Monday, November 11, 2013

8 Things for Christian (and Other) Parents to Love About Twilight

I'm not a parent...but I was a teenager during that first humongous Twilight boom and I really enjoyed the books. I've just reread the first book to see if all the criticisms about it are true. Coming back to it as an older person, more experienced reader, and aspiring writer, I can understand the criticism; but there's been plenty of that. It's time to give Twilight a little well-deserved lovin'.

*By the way, this post contains some spoilers. But if you're reading these words, you've probably either already read and love/hate the book, or you are curious about its content. So read on!

Bella and Edward As Teen Role Models (Don't laugh, yet.)


1) Bella and Edward wait to have sex until after they get married. I mean, seriously, do you want your sixteen year old having sex with her boyfriend? How about her second or third boyfriend? No? Then Bella and Edward can be an example in this regard.

2) Edward is a respectful, old-fashioned kind of guy. He respects Bella's dad Charlie, and he's actually the one in the relationship who insists on marriage before sex.

3) Bella is a responsible young adult. She finishes school essays several days before their due dates. She reads literature. She shops and cooks for her father. She was ready and willing to buy her own car with her own money. Are you liking this, parents? She's actually not a bad role model, in a lot of ways.

Spiritual Matters


4) This book touches on a few spiritual matters. During chapter 14, "Mind Over Matter," Bella asks how vampires might have originated. Edward replies,

"Well, where did you come from? Evolution? Creation?
Couldn't we have evolved the same way as other species,
predator and prey? Or if you don't believe that all this
world could have just happened on its own, which is hard
for me to accept myself, is it so hard to believe that the
same force that created the delicate angelfish with the
shark, the baby seal and the killer whale, could create both
our kinds together?"
I thought this was a beautiful way to suggest the question of origins to a teenager. This idea appears in few books, much less in Teen lit where it should be since teens are still feeling all this out for themselves. (Check out this video, around the 5 minute mark, for a minute long overview of Stephanie Meyer's religious views, and how they impacted her book.)

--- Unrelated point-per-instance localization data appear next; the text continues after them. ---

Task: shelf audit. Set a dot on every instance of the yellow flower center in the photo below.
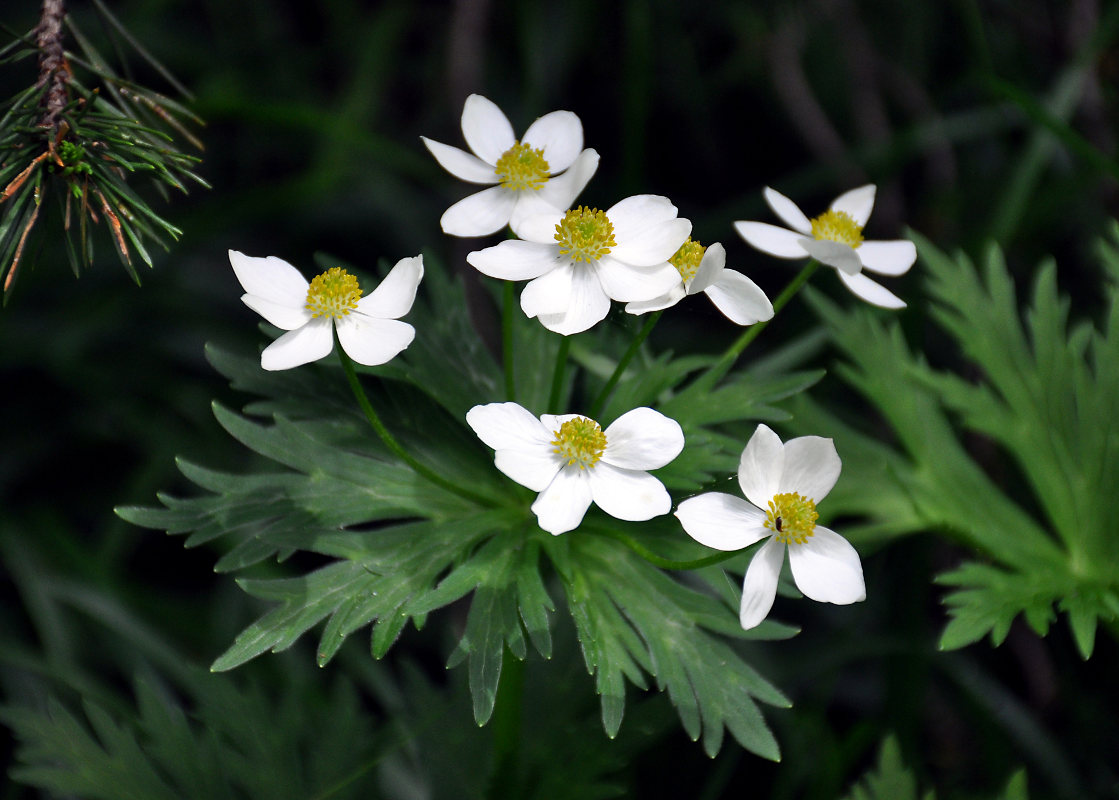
(791, 517)
(520, 167)
(837, 226)
(580, 441)
(334, 293)
(585, 234)
(687, 259)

5) The books don't glorify the blood-sucking, evil sides of vampires. I haven't read Dracula, so I know very little about the classical metaphors, etc. But I do know that these are "vegetarian vampires," meaning they've found a way to control their thirst without drinking the blood of humans. Edward worries about his soul. These don't sound like the dangerous, evil vampires that Christians worry might influence the minds of their children. And anyway, most kids know the difference between fantasy and reality. Twilight won't demonize the minds of your children. I understand that this is a personal opinion, though. If you aren't comfortable with it, I won't try to convince you any farther.

Good Reading Experiences

6) Moms and daughters can read and enjoy these books together. It's been done. Seriously.

7) It'll get your teen girl reading! What's not to like? One positive reading experience can easily lead to another. Would you rather your daughter be watching TV or reading Twilight? By the way, Twilight is a pretty big book for a reluctant reader to pick up (my copy has 498 pages and rivals a few of my Bibles in thickness). If they're reading it, I say give 'em a gold star.

8) The classical references throughout the series spur teens on to read and listen to the classical sources. How do I know? Because I read Wuthering Heights after Twilight piqued my curiosity about it. I didn't like "the classics" back then, but Twilight helped me along. And if it makes your teen curious about vampires? Tell her to read Dracula. That's kind of a classic, you know?

Before I leave you to consider these things, let me tell you that the books are NOT the same things as the movies. I really...dislike the movies. But I like the books. And before you decide you don't like the books, give them a fair trial, please.


  1. Chrisy, you make some excellent, thoughtful points in favor of the books. I dislike both Bella and Edward as role models, for many reasons, and highly recommend reading Dracula, which does not in the slightest romanticize or glorify vampires. Still, good post. :-)

  2. Meaghan, thank you for responding!

    Teens will never be perfect role models, it's true. I couldn't quite reconcile Edward's nightly sleepovers ;)

    I've heard good things about Dracula, and I nearly joined the Regent book club in reading it.